Laboratory of Respiratory Diseases and Thoracic Surgery, Department of Chronic Diseases Metabolism and Ageing, KU Leuven, Leuven, Belgium.
Clinical Department of Respiratory Diseases, University Hospitals Leuven, Leuven, Belgium.
Eur Respir J. 2023 May 18;61(5). doi: 10.1183/13993003.01720-2022. Print 2023 May.
Few studies have investigated the collaborative potential between artificial intelligence (AI) and pulmonologists for diagnosing pulmonary disease. We hypothesised that the collaboration between a pulmonologist and AI with explanations (explainable AI (XAI)) is superior in diagnostic interpretation of pulmonary function tests (PFTs) than the pulmonologist without support.

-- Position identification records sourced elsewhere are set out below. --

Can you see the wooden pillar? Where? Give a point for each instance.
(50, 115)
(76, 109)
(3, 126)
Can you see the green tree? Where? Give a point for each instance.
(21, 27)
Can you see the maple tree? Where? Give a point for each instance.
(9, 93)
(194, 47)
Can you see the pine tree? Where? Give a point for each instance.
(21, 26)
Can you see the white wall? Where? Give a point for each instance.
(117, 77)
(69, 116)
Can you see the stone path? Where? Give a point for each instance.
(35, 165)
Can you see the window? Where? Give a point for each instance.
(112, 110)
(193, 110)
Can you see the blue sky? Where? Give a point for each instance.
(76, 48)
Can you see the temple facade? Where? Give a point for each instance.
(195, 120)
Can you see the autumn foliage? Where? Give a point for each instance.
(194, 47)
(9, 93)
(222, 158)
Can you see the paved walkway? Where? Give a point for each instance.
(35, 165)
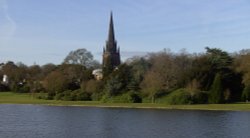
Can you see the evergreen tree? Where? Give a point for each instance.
(216, 91)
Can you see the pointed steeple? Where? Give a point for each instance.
(111, 55)
(111, 36)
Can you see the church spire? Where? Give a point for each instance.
(111, 36)
(111, 55)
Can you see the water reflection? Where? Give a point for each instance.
(29, 121)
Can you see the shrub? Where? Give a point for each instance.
(130, 97)
(180, 96)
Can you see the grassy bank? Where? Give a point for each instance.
(16, 98)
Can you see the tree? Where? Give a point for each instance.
(55, 83)
(216, 92)
(82, 57)
(246, 93)
(162, 76)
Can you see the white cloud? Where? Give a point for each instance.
(7, 25)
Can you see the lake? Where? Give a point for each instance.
(38, 121)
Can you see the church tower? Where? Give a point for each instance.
(111, 54)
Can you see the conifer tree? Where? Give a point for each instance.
(216, 91)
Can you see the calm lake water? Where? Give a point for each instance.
(35, 121)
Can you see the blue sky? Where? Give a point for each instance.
(45, 31)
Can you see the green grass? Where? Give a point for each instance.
(17, 98)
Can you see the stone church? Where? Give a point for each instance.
(111, 54)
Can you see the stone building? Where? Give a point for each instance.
(111, 54)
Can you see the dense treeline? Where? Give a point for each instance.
(164, 77)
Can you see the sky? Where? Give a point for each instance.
(45, 31)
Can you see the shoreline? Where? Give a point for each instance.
(200, 107)
(25, 98)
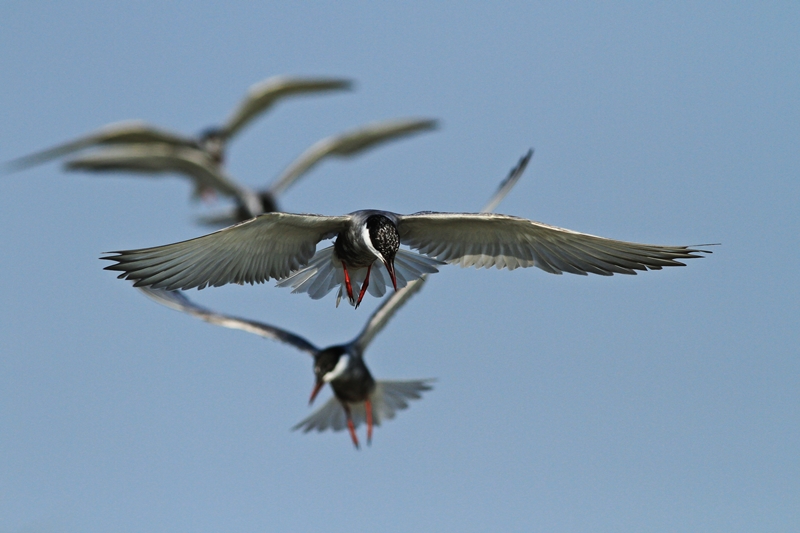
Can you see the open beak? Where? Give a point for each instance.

The study was conducted in two phases, a monocentre study (phase 1) and a multicentre intervention study (phase 2). Each phase utilised two different sets of 24 PFT reports of patients with a clinically validated gold standard diagnosis. Each PFT was interpreted without (control) and with XAI's suggestions (intervention). Pulmonologists provided a differential diagnosis consisting of a preferential diagnosis and optionally up to three additional diagnoses. The primary end-point compared accuracy of preferential and additional diagnoses between control and intervention. Secondary end-points were the number of diagnoses in differential diagnosis, diagnostic confidence and inter-rater agreement. We also analysed how XAI influenced pulmonologists' decisions.
In phase 1 (n=16 pulmonologists), mean preferential and differential diagnostic accuracy significantly increased by 10.4% and 9.4%, respectively, between control and intervention (p<0.001). Improvements were somewhat lower but highly significant (p<0.0001) in phase 2 (5.4% and 8.7%, respectively; n=62 pulmonologists). In both phases, the number of diagnoses in the differential diagnosis did not reduce, but diagnostic confidence and inter-rater agreement significantly increased during intervention. Pulmonologists updated their decisions with XAI's feedback and consistently improved their baseline performance if AI provided correct predictions.
A collaboration between a pulmonologist and XAI is better at interpreting PFTs than individual pulmonologists reading without XAI support or XAI alone.
鲜有研究探讨人工智能(AI)与肺病专家在诊断肺部疾病方面的协作潜力。我们假设肺病专家与具有解释功能的 AI(可解释 AI(XAI))合作,在解读肺功能测试(PFT)的诊断结果方面,优于没有支持的单独肺病专家。
该研究分为两个阶段进行,一个是单中心研究(第 1 阶段),另一个是多中心干预研究(第 2 阶段)。每个阶段使用两组 24 份患者的 PFT 报告,这些报告均具有临床验证的金标准诊断。每份 PFT 报告均在没有(对照)和具有 XAI 建议(干预)的情况下进行解读。肺病专家提供了一个鉴别诊断,包括一个首选诊断和三个可选的附加诊断。主要终点比较了对照和干预组中首选诊断和附加诊断的准确性。次要终点是鉴别诊断中的诊断数量、诊断信心和组内一致性。我们还分析了 XAI 如何影响肺病专家的决策。
在第 1 阶段(n=16 名肺病专家),与对照相比,干预组中首选和鉴别诊断的准确性分别显著提高了 10.4%和 9.4%(p<0.001)。在第 2 阶段(n=62 名肺病专家),虽然改善幅度较低,但仍具有高度显著性(p<0.0001;分别提高了 5.4%和 8.7%)。在两个阶段中,鉴别诊断中的诊断数量并没有减少,但诊断信心和组内一致性在干预期间显著提高。肺病专家会根据 XAI 的反馈更新他们的决策,如果 AI 提供了正确的预测,他们的基线表现也会得到持续提高。
肺病专家与 XAI 的合作在解读 PFT 方面优于单独的肺病专家阅读,也优于没有 XAI 支持或仅 XAI 进行解读的情况。